Desde a fundação da ONU, em 1945, o único secretário-geral latino-americano foi o diplomata peruano Javier Pérez de Cuéllar (1982-1991). Guterres, que assumiu em 2017, é português.
Mas são os membros do Conselho de Segurança - na prática, os cinco membros permanentes com direito de veto (Estados Unidos, China, Rússia, Reino Unido e França) - que realmente têm o futuro dos candidatos em suas mãos.
O próximo secretário-geral deverá estar em sintonia com "os valores e os interesses americanos", advertiu o embaixador americano Mike Waltz.
Os quatro candidatos oficiais para assumir o comando da ONU a partir de 1º de janeiro de 2027 prometem recuperar a confiança em uma organização profundamente dividida.
- Michelle Bachelet -
Bachelet, de 74 anos, foi a única mulher a chegar à Presidência do Chile (2006-2010 e 2014-2018), pelo Partido Socialista.
Pediatra de formação, a política de esquerda sofreu tortura por se opor à ditadura de Augusto Pinochet e, após governar o país, tornou-se uma figura política de destaque internacional.
Foi diretora-executiva da ONU Mulheres (2010-2013) e, depois, alta comissária da ONU para os Direitos Humanos (2018-2022).
Esse último cargo lhe rendeu alguns ressentimentos, como o da China, pela publicação de um relatório devastador sobre a situação da minoria muçulmana uigur.
Bachelet se declara "convencida" de que sua experiência a prepara para os tempos atuais, em que o sistema internacional "enfrenta desafios de uma magnitude, uma urgência e uma complexidade sem precedentes".
México e Brasil apoiam sua candidatura. O Chile retirou seu apoio após a posse do presidente ultradireitista José Antonio Kast.
- Rafael Grossi -
Diplomata de carreira, o argentino de 65 anos ganhou projeção pública ao assumir, em 2019, a direção da Agência Internacional de Energia Atômica (AIEA), parte do sistema das Nações Unidas.
O cargo o levou a se ocupar do programa nuclear iraniano e dos perigos relacionados com a usina nuclear ucraniana de Zaporizhzhia, ocupada pelas forças russas.
Esses dois temas sensíveis envolvem vários membros permanentes do Conselho de Segurança.
Em sua carta de candidatura, defende um "retorno (da ONU) às suas bases fundadoras: salvar a humanidade do flagelo da guerra".
- Rebeca Grynspan -
Economista de 70 anos, Grynspan é filha de pais judeus que emigraram para a Costa Rica após sobreviverem ao Holocausto.
Menos conhecida que seus concorrentes latino-americanos, a ex-vice-presidente da Costa Rica dirige a agência da ONU para o Comércio e o Desenvolvimento (Unctad).

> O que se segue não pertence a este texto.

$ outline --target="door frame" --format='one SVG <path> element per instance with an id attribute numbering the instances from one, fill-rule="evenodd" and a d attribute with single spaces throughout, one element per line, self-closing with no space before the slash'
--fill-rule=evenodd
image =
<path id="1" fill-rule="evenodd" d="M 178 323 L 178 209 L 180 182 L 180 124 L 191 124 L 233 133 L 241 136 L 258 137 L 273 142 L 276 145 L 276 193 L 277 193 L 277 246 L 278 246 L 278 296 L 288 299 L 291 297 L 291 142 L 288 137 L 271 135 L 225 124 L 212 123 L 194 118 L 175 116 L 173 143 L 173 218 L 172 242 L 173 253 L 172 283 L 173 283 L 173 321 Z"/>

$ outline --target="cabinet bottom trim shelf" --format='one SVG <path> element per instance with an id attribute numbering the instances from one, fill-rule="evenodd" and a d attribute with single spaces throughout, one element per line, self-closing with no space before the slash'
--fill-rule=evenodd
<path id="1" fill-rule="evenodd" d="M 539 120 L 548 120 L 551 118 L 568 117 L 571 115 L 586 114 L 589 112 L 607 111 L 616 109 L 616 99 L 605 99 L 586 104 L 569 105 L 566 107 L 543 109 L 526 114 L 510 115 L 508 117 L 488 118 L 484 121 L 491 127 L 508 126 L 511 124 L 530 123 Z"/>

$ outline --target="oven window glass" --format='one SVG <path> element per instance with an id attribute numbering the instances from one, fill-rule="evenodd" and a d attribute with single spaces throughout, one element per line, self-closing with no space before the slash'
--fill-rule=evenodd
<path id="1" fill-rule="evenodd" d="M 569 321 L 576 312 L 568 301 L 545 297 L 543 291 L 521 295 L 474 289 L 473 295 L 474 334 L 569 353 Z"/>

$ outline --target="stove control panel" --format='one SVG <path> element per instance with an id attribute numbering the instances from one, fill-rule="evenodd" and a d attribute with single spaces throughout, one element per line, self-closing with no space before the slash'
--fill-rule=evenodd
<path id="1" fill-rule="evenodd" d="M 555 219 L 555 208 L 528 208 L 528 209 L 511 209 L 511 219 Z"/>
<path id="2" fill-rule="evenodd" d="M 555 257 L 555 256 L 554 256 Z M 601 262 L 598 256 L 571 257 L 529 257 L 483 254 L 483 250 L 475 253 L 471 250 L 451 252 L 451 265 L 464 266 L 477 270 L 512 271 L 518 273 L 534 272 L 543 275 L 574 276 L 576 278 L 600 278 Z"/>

Nesse posto, negociou em 2022 a "Iniciativa do Mar Negro" com Moscou e Kiev para facilitar a exportação dos cereais ucranianos após a invasão russa.
Em seu discurso, destaca seu apego à Carta da ONU, fundada sobre as cinzas da Segunda Guerra Mundial, "um alerta permanente contra os perigos da desumanização, da desconfiança e da fragmentação".
- Macky Sall -
Macky Sall, de 64 anos, é o único candidato de fora da América Latina.
O ex-presidente senegalês (2012-2024) insiste no vínculo intrínseco entre paz e desenvolvimento: a primeira não pode ser "duradoura" quando o segundo pilar está minado "pela pobreza, pelas desigualdades, pela exclusão e pela vulnerabilidade climática".
Sua candidatura à ONU, apoiada pelo Burundi - que ocupa a presidência rotativa da União Africana -, no entanto não conta com o apoio do bloco regional nem com o de seu próprio país.
As atuais autoridades do Senegal o acusam de ter reprimido com violência os protestos políticos que causaram dezenas de mortes entre 2021 e 2024.